Between January 2023 and December 2024, EU imports from China decreased in value terms by 4.9%. Imports from other non-EU countries decreased by 14.8% during this period. EU exports to China fell by 12.5%, while exports to other non-EU countries increased by 3%.

 


Źródło: Eurostat, 2025

Imports and exports of goods from the EU and China compared to 2013 have increased unevenly over the last 10 years. Exports from the EU were lowest in 2013 (index 100) and highest in 2022 and 2023 (increase of 144 in both years). Imports to the EU were lowest in 2016 (98) and highest in 2022 (184). The export/import ratio for the EU was lowest in 2022 (85%) and highest in 2016 (116%). Exports from China to the EU were lowest in 2016 (95) and highest in 2022 (160). China’s import ratio relative to 2013 was lowest in 2016 (81) and highest in 2022 (139). The export/import ratio for China was the lowest in 2013 (113%) and the highest in 2015 (135%) – reports Eurostat.

China’s position among the EU’s largest trading partners in 2024 is undeniable. In 2024, China was the third largest exporter of goods to the EU. From the country of the Golden Dragon, 8.3% of goods in value terms reached the EU market. Thanks to the export of energy resources, the United States took first place with a share of 20.6%, and the United Kingdom second place (13.2%).

Switzerland (7.5%) and Turkey (4.3%) came next. China was the largest importer of goods from the EU, with a share of 21.3%. The next recipient of goods from European countries was the United States (13.7%), followed by the United Kingdom (6.8%), Switzerland (5.6%) and Türkiye (4.0%) in value terms.

 


Źródło: Eurostat, 2025

EU-China merchandise trade has been dominated by highly processed goods. In 2024, EU exports of processed goods reached an 88% share, significantly exceeding the share of other goods (11%). The most commonly exported processed goods were machinery and vehicles (51%), followed by other processed goods (20%) and chemical products (17%).

In 2024, EU imports of processed goods to China reached a 97% share. The most commonly imported processed goods were machinery and vehicles (55%), followed by other processed goods (34%) and chemical products (8%).

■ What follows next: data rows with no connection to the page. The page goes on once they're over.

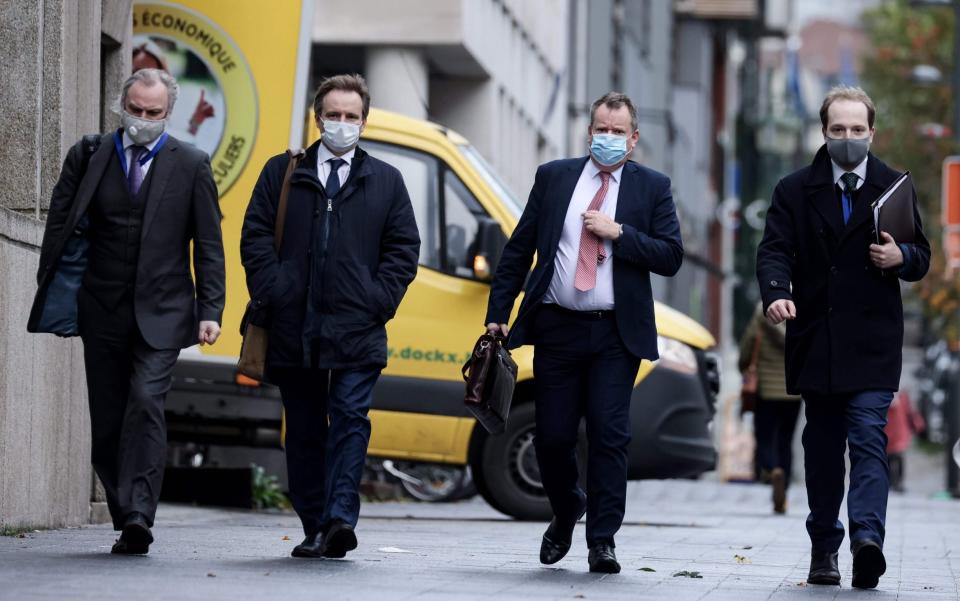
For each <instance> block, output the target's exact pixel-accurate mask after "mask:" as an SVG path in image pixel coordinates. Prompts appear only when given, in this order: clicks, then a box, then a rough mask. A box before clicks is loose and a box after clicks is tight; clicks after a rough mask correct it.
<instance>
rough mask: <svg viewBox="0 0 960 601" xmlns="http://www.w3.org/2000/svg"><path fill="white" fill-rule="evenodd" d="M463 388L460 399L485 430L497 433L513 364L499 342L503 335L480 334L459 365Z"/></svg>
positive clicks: (503, 409)
mask: <svg viewBox="0 0 960 601" xmlns="http://www.w3.org/2000/svg"><path fill="white" fill-rule="evenodd" d="M462 373H463V379H464V381H465V382H466V383H467V392H466V396H464V399H463V402H464V404H465V405H466V407H467V409H468V410H469V411H470V413H472V414H473V415H474V417H476V418H477V421H478V422H480V425H482V426H483V427H484V428H485V429H486V430H487V432H489V433H491V434H499V433H501V432H503V431H504V429H505V428H506V425H507V416H508V415H509V414H510V403H511V402H512V401H513V389H514V387H515V386H516V384H517V364H516V362H514V360H513V358H512V357H511V356H510V351H508V350H507V349H506V348H504V346H503V338H501V337H499V336H495V335H493V334H490V333H487V334H484V335H482V336H480V339H479V340H477V344H476V345H474V347H473V352H472V353H470V359H468V360H467V362H466V363H465V364H464V365H463V370H462Z"/></svg>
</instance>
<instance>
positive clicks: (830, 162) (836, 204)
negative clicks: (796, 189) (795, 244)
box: [804, 145, 844, 239]
mask: <svg viewBox="0 0 960 601" xmlns="http://www.w3.org/2000/svg"><path fill="white" fill-rule="evenodd" d="M804 186H805V187H806V188H807V198H809V199H810V204H811V205H812V206H813V210H814V211H816V212H817V214H819V215H820V218H821V219H822V220H823V221H824V223H826V224H827V225H828V226H829V227H830V230H831V231H832V232H833V235H834V238H836V239H839V238H840V236H841V235H842V234H843V230H844V223H843V210H842V208H841V207H840V204H839V201H838V200H837V194H836V186H835V185H834V182H833V168H832V166H831V162H830V156H829V155H828V154H827V147H826V145H823V146H821V147H820V150H819V151H818V152H817V155H816V156H815V157H814V158H813V164H812V165H811V168H810V175H809V176H808V178H807V181H806V182H804Z"/></svg>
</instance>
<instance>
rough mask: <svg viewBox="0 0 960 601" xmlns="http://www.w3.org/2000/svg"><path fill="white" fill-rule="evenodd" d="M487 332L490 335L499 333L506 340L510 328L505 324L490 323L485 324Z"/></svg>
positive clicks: (492, 322)
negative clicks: (499, 333) (486, 329)
mask: <svg viewBox="0 0 960 601" xmlns="http://www.w3.org/2000/svg"><path fill="white" fill-rule="evenodd" d="M487 331H488V332H490V333H491V334H496V333H497V332H500V333H501V334H503V336H504V338H506V336H507V334H509V333H510V326H508V325H507V324H505V323H493V322H491V323H488V324H487Z"/></svg>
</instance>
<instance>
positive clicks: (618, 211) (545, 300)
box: [486, 92, 683, 573]
mask: <svg viewBox="0 0 960 601" xmlns="http://www.w3.org/2000/svg"><path fill="white" fill-rule="evenodd" d="M590 117H591V118H590V127H589V128H588V131H587V138H588V140H589V143H590V156H586V157H580V158H575V159H564V160H559V161H553V162H551V163H547V164H545V165H541V166H540V168H539V169H538V170H537V175H536V179H535V181H534V184H533V189H532V190H531V191H530V198H529V200H528V201H527V206H526V207H525V209H524V211H523V215H522V216H521V217H520V221H519V223H518V224H517V227H516V229H515V230H514V232H513V235H512V236H511V238H510V241H509V242H508V243H507V246H506V247H505V248H504V251H503V255H502V257H501V259H500V264H499V266H498V267H497V272H496V276H495V277H494V280H493V285H492V287H491V290H490V301H489V305H488V309H487V317H486V323H487V329H488V330H489V331H491V332H499V333H501V334H503V335H508V334H509V340H508V346H509V347H510V348H514V347H517V346H520V345H523V344H533V345H534V362H533V369H534V379H535V382H536V415H537V418H536V421H537V423H536V439H535V445H536V451H537V461H538V463H539V465H540V475H541V477H542V481H543V487H544V489H545V490H546V493H547V497H548V498H549V499H550V506H551V507H552V508H553V513H554V518H553V521H551V522H550V526H549V527H548V528H547V531H546V532H545V533H544V535H543V541H542V543H541V547H540V561H541V562H543V563H545V564H552V563H556V562H557V561H560V559H562V558H563V557H564V555H566V553H567V551H568V550H569V549H570V544H571V540H572V537H573V529H574V525H575V524H576V523H577V521H578V520H579V519H580V517H581V516H582V515H583V514H584V512H586V514H587V532H586V537H587V545H588V546H589V548H590V555H589V565H590V571H591V572H607V573H616V572H619V571H620V564H619V563H617V558H616V554H615V553H614V546H615V544H614V535H615V534H616V533H617V530H619V529H620V525H621V523H622V522H623V513H624V508H625V504H626V486H627V446H628V444H629V442H630V419H629V411H630V395H631V392H632V390H633V384H634V382H635V380H636V377H637V370H638V369H639V367H640V361H641V360H642V359H649V360H656V359H657V358H658V355H657V330H656V323H655V322H654V315H653V295H652V292H651V288H650V273H656V274H659V275H663V276H672V275H674V274H675V273H676V272H677V270H678V269H680V263H681V262H682V260H683V245H682V243H681V241H680V227H679V224H678V222H677V215H676V210H675V207H674V204H673V196H672V194H671V191H670V179H669V178H668V177H666V176H665V175H663V174H661V173H657V172H656V171H653V170H651V169H648V168H646V167H642V166H640V165H638V164H637V163H634V162H633V161H630V160H628V157H629V156H630V152H632V151H633V148H634V147H635V146H636V144H637V141H638V140H639V137H640V132H639V130H638V129H637V114H636V110H635V109H634V106H633V104H632V103H631V101H630V99H629V98H628V97H627V96H625V95H623V94H618V93H614V92H611V93H609V94H606V95H604V96H603V97H601V98H600V99H598V100H597V101H596V102H594V103H593V107H592V109H591V113H590ZM534 253H536V256H537V265H536V267H535V268H534V270H533V273H532V274H530V278H529V280H528V281H527V284H526V287H525V296H524V299H523V303H522V304H521V305H520V311H519V313H518V315H517V319H516V321H515V323H514V325H513V329H512V331H511V330H510V328H509V327H508V325H507V321H508V319H509V317H510V312H511V309H512V308H513V304H514V301H515V300H516V298H517V295H518V294H519V293H520V290H521V288H524V280H525V279H526V278H527V273H528V272H529V270H530V265H531V263H532V262H533V256H534ZM583 417H586V424H587V438H588V444H589V447H588V459H587V491H586V493H584V491H583V490H581V489H580V487H579V486H578V484H577V479H578V478H577V461H576V455H575V453H576V444H577V433H578V430H579V426H580V420H581V418H583Z"/></svg>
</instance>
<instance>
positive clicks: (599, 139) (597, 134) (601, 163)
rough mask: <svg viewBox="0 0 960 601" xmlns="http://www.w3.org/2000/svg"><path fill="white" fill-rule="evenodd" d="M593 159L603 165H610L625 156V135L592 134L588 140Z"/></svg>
mask: <svg viewBox="0 0 960 601" xmlns="http://www.w3.org/2000/svg"><path fill="white" fill-rule="evenodd" d="M590 154H591V156H593V160H595V161H596V162H598V163H600V164H601V165H603V166H604V167H612V166H614V165H616V164H617V163H619V162H620V161H622V160H623V159H624V158H626V156H627V137H626V136H618V135H616V134H593V139H592V140H591V142H590Z"/></svg>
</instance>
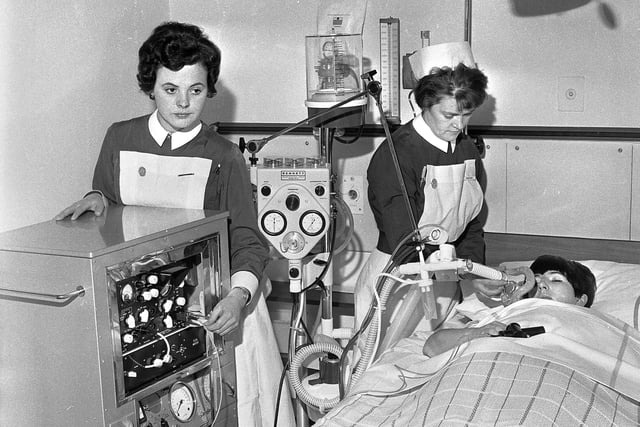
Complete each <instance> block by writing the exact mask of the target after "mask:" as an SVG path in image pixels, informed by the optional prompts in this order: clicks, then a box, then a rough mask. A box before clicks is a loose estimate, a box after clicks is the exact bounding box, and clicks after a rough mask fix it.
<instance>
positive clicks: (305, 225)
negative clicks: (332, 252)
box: [300, 211, 325, 236]
mask: <svg viewBox="0 0 640 427" xmlns="http://www.w3.org/2000/svg"><path fill="white" fill-rule="evenodd" d="M324 226H325V220H324V217H323V216H322V215H321V214H320V212H318V211H307V212H305V213H304V214H303V215H302V217H301V218H300V228H302V231H304V233H305V234H307V235H309V236H317V235H318V234H320V233H322V232H323V231H324Z"/></svg>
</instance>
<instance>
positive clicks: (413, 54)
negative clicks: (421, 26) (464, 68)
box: [409, 42, 476, 80]
mask: <svg viewBox="0 0 640 427" xmlns="http://www.w3.org/2000/svg"><path fill="white" fill-rule="evenodd" d="M461 62H462V63H463V64H464V65H466V66H467V67H471V68H476V62H475V60H474V59H473V54H472V53H471V46H470V45H469V42H452V43H440V44H434V45H431V46H427V47H423V48H422V49H420V50H418V51H416V52H415V53H413V54H412V55H411V56H409V63H410V64H411V70H412V71H413V75H414V77H415V78H416V79H417V80H420V79H421V78H422V77H424V76H426V75H427V74H429V73H430V72H431V69H432V68H434V67H438V68H441V67H451V68H455V67H456V66H457V65H458V64H459V63H461Z"/></svg>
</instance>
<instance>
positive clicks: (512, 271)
mask: <svg viewBox="0 0 640 427" xmlns="http://www.w3.org/2000/svg"><path fill="white" fill-rule="evenodd" d="M505 276H506V281H507V284H506V285H504V287H503V288H502V294H501V295H500V300H501V301H502V304H503V305H505V306H507V305H510V304H513V303H514V302H516V301H520V300H521V299H524V298H527V297H528V296H531V295H533V294H535V292H536V290H537V289H536V279H535V275H534V274H533V271H532V270H531V269H530V268H529V267H518V268H515V269H513V270H510V271H509V273H508V274H506V273H505Z"/></svg>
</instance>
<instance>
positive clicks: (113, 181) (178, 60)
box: [56, 22, 295, 426]
mask: <svg viewBox="0 0 640 427" xmlns="http://www.w3.org/2000/svg"><path fill="white" fill-rule="evenodd" d="M138 53H139V63H138V74H137V79H138V85H139V87H140V89H141V90H142V92H144V93H145V94H146V95H147V96H149V98H151V99H152V100H153V101H154V103H155V107H156V108H155V111H154V112H153V113H151V114H148V115H145V116H141V117H137V118H133V119H130V120H126V121H122V122H119V123H114V124H112V125H111V127H110V128H109V129H108V131H107V134H106V136H105V138H104V142H103V144H102V149H101V151H100V155H99V157H98V161H97V163H96V167H95V171H94V175H93V187H92V191H90V192H89V193H88V194H87V195H86V196H85V197H84V198H83V199H81V200H79V201H77V202H75V203H74V204H72V205H71V206H69V207H67V208H66V209H64V210H63V211H62V212H60V213H59V214H58V215H57V216H56V219H57V220H62V219H64V218H66V217H69V216H70V218H71V220H75V219H76V218H78V216H80V215H81V214H82V213H84V212H86V211H93V212H94V213H95V214H96V215H102V213H103V212H104V211H105V208H106V207H107V206H108V205H110V204H116V205H140V206H156V207H170V208H188V209H211V210H221V211H228V212H229V217H230V223H229V240H230V244H229V246H230V254H229V259H230V265H231V291H230V292H229V293H228V295H227V296H226V297H224V298H223V299H222V300H221V301H220V302H218V304H216V306H215V307H214V308H213V310H212V311H211V313H210V315H209V317H208V319H207V320H206V321H205V322H204V326H205V327H206V328H207V329H209V330H210V331H212V332H215V333H218V334H221V335H228V334H230V333H232V332H233V331H235V330H239V331H240V334H235V337H234V338H233V341H234V343H235V344H236V368H237V381H238V389H237V399H238V421H239V424H240V426H263V425H264V426H271V425H273V420H274V418H275V412H274V411H275V410H276V406H277V405H278V402H276V399H275V396H277V395H278V385H279V377H280V372H281V371H282V361H281V359H280V355H279V350H278V347H277V342H276V340H275V334H274V332H273V328H272V324H271V320H270V318H269V313H268V311H267V308H266V303H265V299H264V295H263V293H264V288H265V286H264V284H263V285H260V280H261V279H262V277H263V271H264V268H265V266H266V264H267V262H268V260H269V257H268V246H267V243H266V240H265V239H264V237H263V236H262V234H261V233H260V232H259V230H258V227H257V219H256V211H255V206H254V203H253V195H252V188H251V183H250V180H249V173H248V170H247V167H246V162H245V159H244V157H243V155H242V153H241V152H240V150H239V148H238V147H237V145H235V144H234V143H232V142H231V141H228V140H226V139H224V138H223V137H221V136H220V135H219V134H218V133H216V132H215V130H214V129H213V128H211V127H209V126H207V125H205V124H203V123H202V122H201V121H200V116H201V114H202V111H203V110H204V107H205V104H206V102H207V100H208V99H209V98H212V97H213V96H214V95H215V94H216V88H215V84H216V82H217V80H218V74H219V71H220V56H221V55H220V50H219V49H218V47H217V46H216V45H215V44H214V43H213V42H211V40H209V38H208V37H207V36H206V35H205V34H204V33H203V31H202V30H201V29H200V28H198V27H196V26H194V25H190V24H183V23H178V22H168V23H165V24H162V25H160V26H158V27H157V28H156V29H155V30H154V31H153V32H152V34H151V36H150V37H149V38H148V39H147V40H146V41H145V42H144V43H143V44H142V46H141V47H140V49H139V52H138ZM283 392H284V393H283V396H282V399H281V401H280V402H279V404H280V410H279V414H278V415H279V421H280V422H279V425H287V426H288V425H294V423H295V421H294V419H293V411H292V407H291V404H290V399H289V397H288V390H287V389H286V387H285V390H283Z"/></svg>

Over the past 10 years, there has been a noticeable evolution of EU imports and exports in every category. Overall, there have been increases, although in the case of food and beverages, EU exports have clearly declined in value terms over the past 5 years.


Źródło: Eurostat, 2025

The EU also recorded surpluses in the trade balance in other goods (€1.9 billion), raw materials (€6.4 billion) and food and beverages (€4.9 billion) In 2024,. While a trade deficit was recorded in energy commodities (€1.3 billion), chemical products (€8.4 billion), other manufactured goods (€131.4 billion) and machinery and vehicles (€176.7 billion).


Źródło: Eurostat, 2025

The highest value is for goods imported from China by the Netherlands (EUR 109 billion). The value of trade in goods generated by Germany reached EUR 96 billion, and the Italian economy EUR 50 million.

The first largest exporter to China among EU countries was Germany, with goods sent to the People’s Republic of China worth EUR 90 billion. France came next (EUR 24 billion) and the Netherlands, through whose ports goods worth EUR 24 billion were exported.


Źródło: Voronoiapp.com, za Eurostat, 2025

As a result, only Ireland and Luxembourg achieved a positive trade balance resulting from the flow of goods between EU countries and China. This is the result of accounting for the value of the flow of goods according to the place of residence of importers and exporters.

The remaining 25 EU countries had trade deficits with China. The largest deficit, amounting to EUR 85 billion, was recorded by the Netherlands. The Dutch result is burdened by the so-called ‘Rotterdam effect’, i.e. it is the result of using Dutch terminals for transit traffic.
Goods imported by EU countries, in many cases, arrive via Dutch ports and are registered as imports carried out by the Dutch customs system.